The best-laid family planning of women in their 30s oft goes awry, in general, and in "Then She Found Me," in particular.
Kindergarten teacher April Epner is not just thirtysomething. She's thirty-nine-plus-something, which makes it so much the worse for an already high-strung person with one eye glued to her biological clock. It's ticking louder than a wind-up alarm clock, and when it goes off, there'll be no doubt for whom that baby bell tolls.
Right off the bat, April (Helen Hunt) has trouble with her new husband of less than a year. "I made a mistake!" says Ben (Matthew Broderick). He dumps her -- just when she's bought that sexy new lingerie to seduce him with.

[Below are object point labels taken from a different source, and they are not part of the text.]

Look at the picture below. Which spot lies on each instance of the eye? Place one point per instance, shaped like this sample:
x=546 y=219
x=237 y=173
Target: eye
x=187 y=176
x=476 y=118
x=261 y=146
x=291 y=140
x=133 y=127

Next off the bat, her Jewish mother dies. If April doesn't look too Jewish, it's because she was adopted. But no matter. She's very Jewish by upbringing. And her late mom is about to be replaced by her suddenly surfaced birth mother. Drum roll for the always-grand entrance of -- Bette Midler!
Bette plays irrepressible Bernice, the popular Oprah-esque local TV show host, who has finally decided to showcase her own case on her own show. But April is not pleased. She'd rather this mother-and-child reunion stay more than a motion picture away. But Bernice won't be denied instant intimacy from the moment they meet:
Bernice: "Tell me something about yourself!"
April: "Um, I like Fleetwood Mac."
Bernice: "I'm very verbal during sex."
April: "I'm afraid of drowning."
Bernice: "During sex?"
April is very cranky. She has enough trust issues already. "You're sitting on anger," says Bernice. April demands to know who her real father was. Bernice confides the shocking secret: he was Steve McQueen.
April rushes out and rents "The Getaway," examining McQueen's every pore, until informed that Steve was making "Sand Pebbles" in China when April was conceived.
April gets crankier. Birth-mom from hell is a liar. "It will not happen again," Bernice swears. But it does. So does Bernice's insinuation into April's life, the mother stealing quick side glances to gauge her melodramatic blarney's impact on the daughter.
The serio to balance the comic is supplied by charming Englishman Frank (Colin Firth), a single dad whose son is in April's class. Frank -- also recently dumped and currently disillusioned -- is as unripe for romance as April, which means, of course, there will be one. But it will be complicated when April finds out she's pregnant as a result of having "break-up sex" with Ben. Both Frank and Ben show up at the doctor's office for April's first sonogram. And who do you think plays the gynecologist?
Dr. Salmon Rushdie, at your cervix!
He's good, too. No Satanic verses or nurses in his scenes. Who knew he could act?
We all knew Helen Hunt can act (she won her 1998 Oscar for "As Good As It Gets"). With that incredibly sharp-pointy nose, she seems almost shockingly drawn and worn here, often looking older than Midler, in fact. Their rapid-fire dialogue together is a delight. So, in a negative way, is Broderick's lumpy, clueless Ben -- never without his dumb baseball cap.
What we didn't know was whether Hunt could direct -- which she does here for the first time, quite competently, in a style and tone similar to those of "Good As It Gets" director James Brooks. She also co-wrote the script, adapted from Elinor Lipman's novel (with huge changes).
The sharp edges of "Then She Found Me" have been pretty well sandpapered by Hunt, but the (somewhat of a) surprise ending, the poignant moral and the Divine Miss M. make for good, low-budget indie entertainment.